Retracted after bitter tirade by ikegami. Thanks for setting me straight in such a civil manner. | [reply] |
This is closely related to the concept of the default input operator
What are you talking about???
- $_ is not an operator, at least no more so than $x.
- Some functions default to using $_ as an argument, but that is unrelated to this thread.
- $_ has nothing to with input.
- How can an input operator have anything to do with this?
And the rest of the post is no better. So many errors!
sub a{ return 1, 2, 3 } a();
This evaluates what a() returns, in scalar context. $_ gets the last
value returned by a(). In this case, $_ is 3, or True if evaluated in
Boolean context. If you tested $x = a(), you'd get the same True
result, with $x equal to 3.
- That code doesn't provide enough information to determine in which context a() is evaluated. If anything, void context is implied.
- Nothing is assigned to $_.
- If a() is evaluated in scalar context, then it makes no sense to talk about the last value it returns as it only returns one.
sub a{ return 1, 2, 0 } a();
$_ gets the last value returned by a(), as before. In this case, $_ is
0 in scalar context, or False in Boolean context!
- Nothing is assigned to $_.
- The same value is returned by the comma operator in both "boolean context" and scalar context.
@a = (undef, undef); @a;
This array is evaluated in scalar context because we haven't done
anything to force list context. An array, evaluated in scalar context,
is always the number of elements it contains.
- That code doesn't provide enough information to determine in which context a() is evaluated. If anything, void context is implied.
- There is no default context.
sub a{ return 1, 2, 0 } ($x,$y) = a();
We're still evaluating what a() returns, but here we've
forced list context. That means that $_ is assigned the
number of elements in the list returned, not the elements. It
doesn't matter what a() returns -- if it returns one or more
elements, $_ will be set to non-zero, or True in Boolean
context.
- List context isn't being forced, if there is such a thing.
- Nothing is assigned to $_, so most of that is just nonsense.
- The same value is returned by the list assignment operator in both "boolean context" and scalar context.

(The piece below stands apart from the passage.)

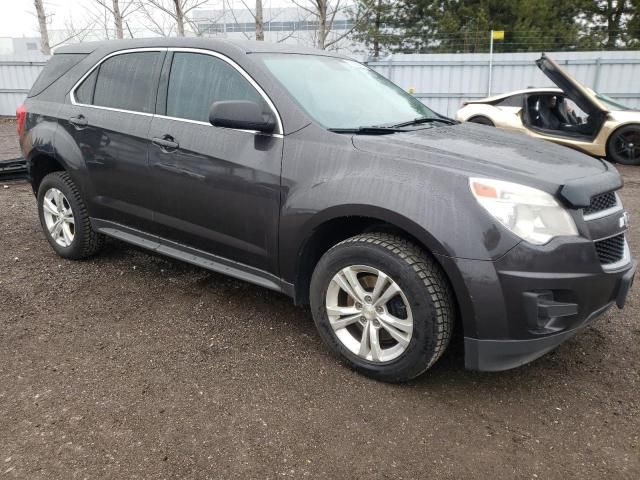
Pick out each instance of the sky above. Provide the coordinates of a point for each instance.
(18, 19)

sub a{ return 1, 2, 0 } @arr = a();
Exactly the same as above.
- List context isn't being forced, if there is such a thing.
- Nothing is assigned to $_, so most of that is just nonsense.
- The same value is returned by the list assignment operator in both "boolean context" and scalar context.
(undef, undef);
An array is a container for a list. This is NOT an array,
and we haven't done anything to force list context, so we
have a list of scalars evaluated in scalar context. $_ is
set to the last element, which is undef -- or False in
Boolean context.
- There is no default context.
- That code doesn't provide enough information to determine in which context a() is evaluated. If anything, void context is implied.
- Nothing is assigned to $_.
- The same value is returned by the comma operator in both "boolean context" and scalar context.
sub a { return undef, undef } ($x, $y) = a(); if(not $x && not $y) { print "False\n" }
I think this is closer to what you're looking for. Whenever you don't
specifically lay out the condition you are testing, you are probably
testing $_.
No, it's not what he wants.
- It doesn't loop.
- The condition of the "if" statement relies on incorrect assumptions about precedence.
- A truth test is two levels removed from optiomal. (A defined test would be better, but testing whether the iterator returned anything at all would be best.)
I hope this helps.
Pure harm. Good thing the formatting makes it unreadable.